Während des elfstündigen Flugs von Frankfurt nach San Francisco war ich nervös. Angst hatte ich, nämlich vor der Passkontrolle am Immigration-Schalter. Denn darüber hatte ich ja schon so manches gehört: Geschichten über lange Wartezeiten, willkürliche Genehmigungen, unfaire Befragungen. Wie würde das wohl bei mir werden? Klar genoss ich es auch mal, ein paar Stunden für mich zu haben – endlich mal drei „Resident Evil“-Filme in Folge schauen – und amüsierte mich über das Flugpersonal, dessen Altersschnitt bei United doppelt so hoch ist wie bei jeder anderen Airline der Welt. Warum wohl? Egal – Hauptsache, man lässt mich nachher ins Land.
In Wahrheit war dann aber alles halb so wild. Meine Befürchtungen, dass man auf Grund der Erschießung des Terrorfürsten in der Vornacht alle Ausländer genau unter die Lupe nehmen würde, bewahrheitete sich nicht. Stattdessen geriet ich an einen Beamten, der mal Urlaub in Deutschland gemacht hatte, entsprechend sich mehr darauf konzentrierte, seine Sprachkenntnisse an mir zu testen statt mich mit Schikanen zu quälen: „Legen Sie die vier Finger auf den Scanner“, sagte er stolz in fast akzentfreiem Deutsch: „Und jetzt den Daumen“. Dann durfte ich gehen. Mein erster menschlicher Kontakt auf US-amerikanischem Boden war das – und er entsprach nicht mal annähernd dem gängigen Klischee.
Viel klischeehafter hingegen die Kellnerin beim Abendessen: Britney hieß sie, war freundlich wie die Minnie Maus-Amateurinnen in Disneyland und redete in diesem Akzent, den wir aus Hollywood-Filmen kennen und lieben. Was ich denn trinken wolle? Ein Bier, sage ich. Welches? Auf meine Frage nach der Auswahl rattert sie eine Liste von Marken herunter, die mir allesamt fremd sind. Ich trinke gerne Bier; und ich kenne diverse belgischen, tschechische und asiatische Gerstensaftmarken – aber hier musste ich kapitulieren. Faszinierend: Ein gewaltiger Fundus an vermeintlichen Köstlichkeiten, den es noch zu entdecken gibt.
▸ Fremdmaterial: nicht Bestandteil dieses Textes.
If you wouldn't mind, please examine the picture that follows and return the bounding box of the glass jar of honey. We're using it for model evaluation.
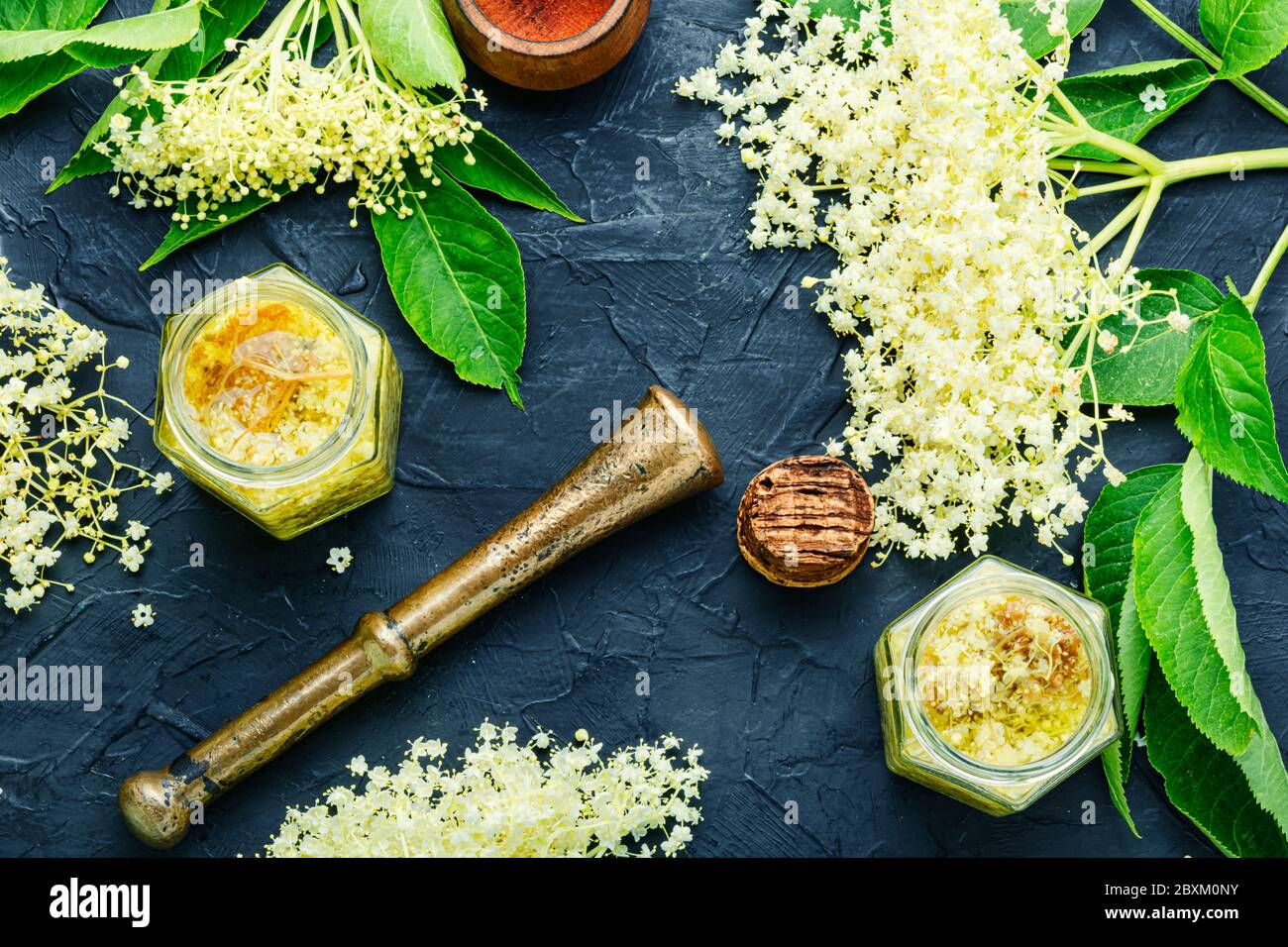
[155,264,402,540]
[876,556,1121,815]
Gewaltig ist übrigens auch der Kühlschrank in meinem Hotelzimmer: Der ist sogar größer als der meiner Eltern, und die angeschlossene Kochnische kann es locker mit meiner Küche aufnehmen. Wer jetzt aber eine prall gefüllte Minibar erwartet, liegt falsch: Zwar schießen dem Gast beim Öffnen der Tür gefühlte -50 Grad Kälte entgegen, es gibt aber weder Essen noch Getränke in der künstlichen Antarktis. Aber Hauptsache, es verbraucht Strom. Weil die Amerikaner um jeden Preis dem Klischee der Energieverschwender entsprechen, richtig? Fast richtig.
Denn ich habe nirgendwo auf der Welt so viele Toyota Prius gesehen wie hier. Das liegt daran, so erzählt mir mein Taxi Fahrer auf dem Weg von San Jose nach San Francisco, dass die Stadtverwaltung angeordnet hat, den Großteil der Taxis innerhalb der nächsten Jahre entweder in Hybrid-Fahrzeuge oder Erdgasautos zu verwandeln. Wow. Das relativiert mein bisheriges Bild der Amerikaner – und außerdem verstehe ich jetzt endlich die „South Park“-Folge, die einen Link zwischen Prius-Käufern, San Francisco und dem entsprechenden Lifestyle herstellt.
Fazit: Ich bin in meinem Leben schon viel gereist; aber die USA schaffen das, worin asiatische Länder wie Thailand und Indonesien versagt haben: Mir einen richtig dicken Kulturschock zu verpassen. Viele Dinge hier überraschen mich, weil sie die europäischen Erwartungen an das Land nicht erfüllen – in anderen Situationen hingegen fühlt man sich wie gefangen in einem Quentin Tarantino-Streifen.
Mittlerweile bin ich jedenfalls in mein Quartier in San Francisco übersiedelt und sitze in einem Zug nach Sunnyvale, um ein paar österreichische Firmen zu besuchen. Aber mehr dazu später.